So today’s the first day at my client’s office. The thing about this place is they have very strict firewall rules. A lot of sites have been blocked. So using my laptop borrowed from work, I did a quick scan and randomly connected to one of the unsecured wireless networks. There were about 10 results, 7 of them encrypted and requires a password.
After connecting, I tried to connect to the router. A screen popped up requesting for a username and password. On that same dialogue, the model of the router was displayed. I googled that to discover that it’s a D-Link router.

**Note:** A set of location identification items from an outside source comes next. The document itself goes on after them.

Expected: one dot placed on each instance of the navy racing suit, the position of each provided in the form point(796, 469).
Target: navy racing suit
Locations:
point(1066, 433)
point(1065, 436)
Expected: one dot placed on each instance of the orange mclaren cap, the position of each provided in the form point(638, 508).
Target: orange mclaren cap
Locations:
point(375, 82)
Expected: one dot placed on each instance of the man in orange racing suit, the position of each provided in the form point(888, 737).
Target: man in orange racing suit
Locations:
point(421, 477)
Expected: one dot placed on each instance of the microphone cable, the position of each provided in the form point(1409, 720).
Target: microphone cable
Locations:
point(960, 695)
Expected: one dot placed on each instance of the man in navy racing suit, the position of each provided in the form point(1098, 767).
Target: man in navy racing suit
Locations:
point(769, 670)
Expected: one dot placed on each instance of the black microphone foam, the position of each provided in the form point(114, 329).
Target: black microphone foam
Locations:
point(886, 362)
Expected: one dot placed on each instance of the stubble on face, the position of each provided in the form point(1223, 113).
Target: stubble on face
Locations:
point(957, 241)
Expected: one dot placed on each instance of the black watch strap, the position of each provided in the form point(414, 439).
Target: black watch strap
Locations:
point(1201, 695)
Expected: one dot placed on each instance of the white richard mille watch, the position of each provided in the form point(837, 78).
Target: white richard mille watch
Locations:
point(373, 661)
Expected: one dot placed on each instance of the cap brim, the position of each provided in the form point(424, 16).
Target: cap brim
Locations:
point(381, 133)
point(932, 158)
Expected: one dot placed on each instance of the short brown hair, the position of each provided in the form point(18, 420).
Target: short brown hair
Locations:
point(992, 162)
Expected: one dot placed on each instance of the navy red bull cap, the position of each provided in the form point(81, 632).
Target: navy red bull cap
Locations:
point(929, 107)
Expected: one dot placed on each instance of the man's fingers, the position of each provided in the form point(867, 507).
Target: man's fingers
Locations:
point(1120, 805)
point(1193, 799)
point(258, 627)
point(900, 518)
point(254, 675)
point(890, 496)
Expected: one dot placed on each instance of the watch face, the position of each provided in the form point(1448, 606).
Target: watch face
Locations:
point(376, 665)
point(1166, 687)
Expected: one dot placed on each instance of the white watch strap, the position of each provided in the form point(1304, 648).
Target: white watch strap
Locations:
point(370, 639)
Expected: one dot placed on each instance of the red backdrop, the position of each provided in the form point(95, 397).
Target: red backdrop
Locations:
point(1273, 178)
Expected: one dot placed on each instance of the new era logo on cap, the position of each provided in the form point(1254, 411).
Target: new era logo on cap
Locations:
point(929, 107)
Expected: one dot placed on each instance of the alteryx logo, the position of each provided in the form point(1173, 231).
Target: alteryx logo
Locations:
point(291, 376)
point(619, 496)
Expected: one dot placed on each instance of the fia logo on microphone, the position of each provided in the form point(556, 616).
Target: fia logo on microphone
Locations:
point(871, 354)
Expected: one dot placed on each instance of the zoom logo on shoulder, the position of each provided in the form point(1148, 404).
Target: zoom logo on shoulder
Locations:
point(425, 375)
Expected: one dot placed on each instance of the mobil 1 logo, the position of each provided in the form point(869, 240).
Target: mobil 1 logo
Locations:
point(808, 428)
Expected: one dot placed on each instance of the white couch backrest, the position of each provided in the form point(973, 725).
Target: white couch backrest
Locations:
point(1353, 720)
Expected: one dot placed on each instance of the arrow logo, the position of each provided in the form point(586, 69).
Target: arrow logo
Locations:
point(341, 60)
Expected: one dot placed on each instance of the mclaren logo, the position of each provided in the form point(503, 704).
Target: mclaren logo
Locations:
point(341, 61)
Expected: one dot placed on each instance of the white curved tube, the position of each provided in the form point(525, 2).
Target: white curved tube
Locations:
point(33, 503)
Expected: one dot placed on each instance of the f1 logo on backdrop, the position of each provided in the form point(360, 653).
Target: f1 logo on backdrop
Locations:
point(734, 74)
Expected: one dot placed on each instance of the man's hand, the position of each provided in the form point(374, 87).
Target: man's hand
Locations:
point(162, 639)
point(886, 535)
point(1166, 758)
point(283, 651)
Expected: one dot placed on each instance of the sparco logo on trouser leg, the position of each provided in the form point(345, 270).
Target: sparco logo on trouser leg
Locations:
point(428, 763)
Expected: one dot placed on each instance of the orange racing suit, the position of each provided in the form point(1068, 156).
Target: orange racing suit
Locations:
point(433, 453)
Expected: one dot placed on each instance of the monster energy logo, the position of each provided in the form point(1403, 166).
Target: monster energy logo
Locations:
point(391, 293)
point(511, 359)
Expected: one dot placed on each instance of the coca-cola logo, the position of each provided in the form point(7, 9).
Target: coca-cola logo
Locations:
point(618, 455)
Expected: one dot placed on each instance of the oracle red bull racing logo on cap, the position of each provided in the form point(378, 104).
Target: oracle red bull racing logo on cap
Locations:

Went to D-Link’s website and downloaded the user manual there for this router I’m connected to. Scrolled a few pages to find the default username and password to be admin/admin.
Tried accessing the router again, supplied this default username and password, and "wallah!" I’m in.
This router also happens to contain the login details for the internet account! The username is clearly displayed in a text-field and the password is hidden in a password-field. So, view source…
<input type="password" name="password" value="t3hp455w0rd"> (this is just an example!)
Then I logged in to his ISP’s website, went to customer service and logged in to see this person’s account details. Sadly, it’s only a 256kbps account. I was hoping for a 10Mbps connection so I could use it and leech some stuff.
As the building I’m in is an office building, the nearest home apartment building is about 100-200 metres away. Signal strength: Fair~Good.
Message of the day: If you are using wireless routers, be sure to at least set a WEP password.